8 Linsey June 17, 2010

Holy crap … the size of that rib that Anthony is eating … damn he can eat!

Will go back and read the blog now – I wanted to see his photo first lol


9 Linsey June 17, 2010

Would just like to state how utterly jealous I am …

Great blog Katie


10 Katie Pizzuto June 17, 2010

Mitch was kind enough to give us not one but TWO of those dinosaur ribs….they were unbelievable.


11 Linsey June 17, 2010


Only one had a really really good rib and that was in a chinese … I dont like them when they are swimming in grease


12 Katie Pizzuto June 17, 2010

I’ve got his recipe, so I know what I’ll be trying soon 🙂

13 Katie Pizzuto June 17, 2010

Lou, the point wasn’t to represent the US “wine industry” it was to represent “American wine”….in that they failed. And to be honest, I’ve had merlots from the mountains of Georgia that are more graceful and elegant than half the overripe crap coming from CA, and I’ve had sparklers from not only NM but also MI that are half the cost and just as balanced as Iron Horse or J (mind you, I like J). There’s simply no reason to NOT show what other states can do. We’re not talking Florida mango wine here, but GREAT stuff. Not to mention that they included crap from NJ simply because the event was held in NJ….that stuff is shit, and could easily have been replaced by a dozen other states’ wines.


14 Coupe 60 June 17, 2010

We will have to agree to disagree here Katie…


15 Don June 17, 2010

I’m wondering how the wines were represented.

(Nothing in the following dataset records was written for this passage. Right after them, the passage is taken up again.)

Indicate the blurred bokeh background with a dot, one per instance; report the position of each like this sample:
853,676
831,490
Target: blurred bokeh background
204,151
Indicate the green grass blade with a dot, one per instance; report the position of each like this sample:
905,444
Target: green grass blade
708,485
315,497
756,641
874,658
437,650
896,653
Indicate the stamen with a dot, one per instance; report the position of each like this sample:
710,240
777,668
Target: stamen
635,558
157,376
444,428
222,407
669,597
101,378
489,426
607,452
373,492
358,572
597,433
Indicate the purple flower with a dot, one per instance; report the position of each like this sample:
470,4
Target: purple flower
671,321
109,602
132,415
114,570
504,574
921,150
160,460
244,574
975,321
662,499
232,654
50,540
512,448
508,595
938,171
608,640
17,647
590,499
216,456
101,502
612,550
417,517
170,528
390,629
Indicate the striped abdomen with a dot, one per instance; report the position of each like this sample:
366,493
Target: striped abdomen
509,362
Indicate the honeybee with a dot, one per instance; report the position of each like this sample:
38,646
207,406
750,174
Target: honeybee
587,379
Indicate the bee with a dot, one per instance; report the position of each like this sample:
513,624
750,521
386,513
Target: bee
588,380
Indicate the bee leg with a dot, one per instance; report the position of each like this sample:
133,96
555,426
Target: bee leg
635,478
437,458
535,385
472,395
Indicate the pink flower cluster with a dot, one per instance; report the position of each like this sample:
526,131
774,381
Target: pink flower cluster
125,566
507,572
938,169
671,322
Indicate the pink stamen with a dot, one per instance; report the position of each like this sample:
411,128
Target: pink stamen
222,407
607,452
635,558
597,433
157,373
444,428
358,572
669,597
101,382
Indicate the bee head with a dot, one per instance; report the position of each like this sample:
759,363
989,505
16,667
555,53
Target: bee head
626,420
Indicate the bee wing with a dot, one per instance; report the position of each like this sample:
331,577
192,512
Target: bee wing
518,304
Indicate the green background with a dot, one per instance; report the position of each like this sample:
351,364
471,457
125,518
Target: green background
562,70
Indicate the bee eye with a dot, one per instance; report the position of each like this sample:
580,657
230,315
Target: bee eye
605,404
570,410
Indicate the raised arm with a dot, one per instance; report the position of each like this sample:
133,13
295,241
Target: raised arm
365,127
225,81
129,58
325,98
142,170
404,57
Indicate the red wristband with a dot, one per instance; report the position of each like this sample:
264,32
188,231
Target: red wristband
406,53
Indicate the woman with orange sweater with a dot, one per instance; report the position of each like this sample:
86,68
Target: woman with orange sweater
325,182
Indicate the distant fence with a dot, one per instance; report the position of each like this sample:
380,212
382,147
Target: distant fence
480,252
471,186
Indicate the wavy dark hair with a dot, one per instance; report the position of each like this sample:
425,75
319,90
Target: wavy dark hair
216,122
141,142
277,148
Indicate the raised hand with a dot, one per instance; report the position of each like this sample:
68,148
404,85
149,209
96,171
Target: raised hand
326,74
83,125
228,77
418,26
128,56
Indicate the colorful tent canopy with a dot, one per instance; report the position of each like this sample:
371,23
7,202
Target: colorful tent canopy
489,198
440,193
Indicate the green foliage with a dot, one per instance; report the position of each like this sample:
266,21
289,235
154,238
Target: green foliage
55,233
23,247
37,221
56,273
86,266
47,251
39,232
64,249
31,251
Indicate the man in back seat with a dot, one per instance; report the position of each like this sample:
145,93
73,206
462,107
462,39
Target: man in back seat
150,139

Did the vineyards have to fly them there for the event? Were they supposed to have a representative there as well? Or were the wines selected and put out by the event organizers? If it was the latter, I agree that there was no reason that there shouldn’t have been more states represented. If it was the former and would take an investment of time money and resources from the individual wineries, I guess they self selected. It all depends on how the wines got there.


16 Katie Pizzuto June 17, 2010

It was the latter, Don…I can’t speak for the beer section yet, but I know for a fact that Gary Vaynerchuk handled choosing which wines would be poured and then had them shipped over to the event…no reps were there at all, nor were they asked to be. There’s simply zero reason there couldn’t have been a better variety.


17 Don June 17, 2010

Like I said on my blog earlier, Gary should have known better. Makes you wonder if one guy has too much control…Hmmm I say yes.


18 Katie Pizzuto June 17, 2010

He should have, but it goes to show that the event organizers don’t give a crap either. If you’re gonna call it the great American anything, represent America, not a tiny fraction of it. What pisses me off is that people ALREADY KNOW CALIFORNIA. You’re not doing anything grand by pouring 4 CA chardonnays! Stand out for fuck’s sake!

19 Katie Pizzuto June 18, 2010

OK, so after speaking with both Gary and Matt (in charge of beer) it turns out that they were given minimal time to choose the pouring lists, and were required to go through a particular couple of NJ distributors who promised several lists to choose from and were only given a couple of lists. Then, one never even delivered their share on the day of the event, as promised. In fact, they even deleted and substituted some of the beers at their own convenience, without notifying Matt first. So to Matt and Gary’s defense, they did the best with what they had. That being said, I still hold the organizers responsible for the mess. If it’s not going to be representative of AMERICAN food and beverage, just call it The Great Food and Music Fest and leave well enough alone. As I mentioned to Matt, had I attended as part of the general public and not as press, I would’ve probably been fine with everything…decent beers, wine and food…but given that I was hoping to find an array of representatives from across the country, and was looking forward to chatting with them about their products, the whole event was a total flop.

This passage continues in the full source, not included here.